The Exceptional American—or Not

I have not been a fan of the concept of American exceptionalism. At the very least, it’s bad manners. Even if we are exceptional, it’s rude to brag about it. It is true that we are one of the few countries, if not the only one, founded on an idea, but a review of our history reveals the numerous occasions when we have fallen short of our ideals. We may dream great dreams, but more often than not we’re just like everybody else—doing our best in a complicated world and often falling short.

Still, two world wars brought us thoroughly into the world after a long period of self-imposed isolation, and we emerged after the second one the world’s paramount power, if only because so many of the others had been destroyed. To our credit, we spent the postwar years creating and then preserving a multilateral tripod (International Monetary Fund, World Bank, General Agreement on Tariffs and Trade) designed to foster the growth of freedom and democracy and prevent global war and depression from happening again. In that we largely succeeded, at the cost of a lot of taxpayer money and many American lives, although sometimes it appeared we were taking two steps backward for every one step forward.

Despite the occasional misstep, we have a lot to be proud of, but much of that construction is now under fire from both the left and the right. The left finds the system deficient in attacking inequality, advancing labor rights, protecting the environment, and overzealous in defending the interests of large multilateral companies at the expense of workers. The right sees it as a threat to national sovereignty—a set of rules that impinges on nations’ ability to do what they want. Together, they have seriously eroded the political center when it comes to trade and international economic policy. Add to that the activities of other nations like China, whose enthusiasm is limited for the postwar system they had no part in creating, and you can see why we’re in trouble.

And it is trouble because the system has been good for America over the years both economically and politically, and with 95 percent of the world’s consumers outside the United States, our future is inextricably tied to the global marketplace whether we like it or not.

Normally at a time like this, the U.S. president rides to the rescue, and President Trump had a golden opportunity to do just that last week in Davos. He gave a restrained speech that clearly outlined his philosophy, but he once again undermined the trading system instead of reinforcing it. While he came out for trade, it was clearly on his terms, and if you read between the lines those terms are clearly mercantilist. Trade is good, but it must be “fair,” which apparently means it must leave us with a surplus and must not involve anyone else breaking our rules. In turn, we are going to be the enforcer of those rules and retaliate against anybody who breaks them. In other words, my way or the highway, politely phrased, of course.

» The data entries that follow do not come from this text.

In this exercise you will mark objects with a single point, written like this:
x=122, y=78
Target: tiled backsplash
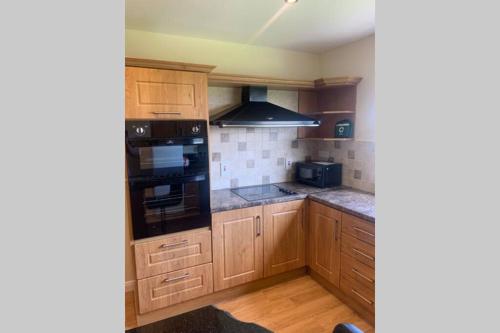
x=253, y=156
x=357, y=158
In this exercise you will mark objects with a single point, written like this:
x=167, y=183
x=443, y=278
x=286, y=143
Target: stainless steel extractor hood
x=256, y=111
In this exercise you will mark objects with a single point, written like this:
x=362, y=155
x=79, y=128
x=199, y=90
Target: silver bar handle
x=363, y=231
x=336, y=229
x=362, y=297
x=363, y=254
x=362, y=275
x=176, y=278
x=166, y=246
x=258, y=226
x=165, y=112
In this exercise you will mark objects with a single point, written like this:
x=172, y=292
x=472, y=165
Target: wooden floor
x=300, y=305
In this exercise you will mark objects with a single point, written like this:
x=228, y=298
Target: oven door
x=309, y=174
x=167, y=205
x=178, y=157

From a narrow, short-term strictly American point of view, we should not dismiss the possibility this might work for a while. Countries have not always met their World Trade Organization obligations and have tried to game the system to their advantage. Perhaps they can be bullied into better behavior, but early signs suggest that will not happen on a large scale. Big countries, like China, can retaliate, and smaller ones can ignore and work around us.

The latter is already happening. The Trans-Pacific Partnership-11 has closed and will be signed in March. A Japan-EU agreement has been reached, as has an EU-Canada pact. Other plurilateral and bilateral efforts are underway in Asia and parts of Latin America, while the European Union has significantly expanded its negotiating agenda. In short, rather than kowtowing to the United States, the rest of the world has decided it doesn’t need us and can do perfectly fine on its own, even though many of those deals are not as ambitious as the ones we have demanded in the past.

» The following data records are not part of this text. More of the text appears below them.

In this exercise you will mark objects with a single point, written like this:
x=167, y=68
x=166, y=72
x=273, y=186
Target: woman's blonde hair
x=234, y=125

Those are centrifugal forces pulling the multilateral system apart, and our failure to defend it vigorously will come back to bite us in the form of lost market access because of agreements that exclude us and weaker rules in those agreements that don’t benefit anybody except China. Ambassador Robert Lighthizer, U.S. trade representative, has argued that the system needs to be reformed, and he has a point. But you don’t get there by walking away from it. You get there by slogging through the hard work of multilateral negotiations that address the complaints of the critics, while loudly reminding everybody how important the system is and how committed we are to defending it. So far, we have done neither of those things, and the president’s Davos speech provided no signs of change. Indeed, while arguing exceptionalism, he is in the process of proving we really are just like everybody else.

William Reinsch holds the Scholl Chair in International Business at the Center for Strategic and International Studies in Washington, D.C.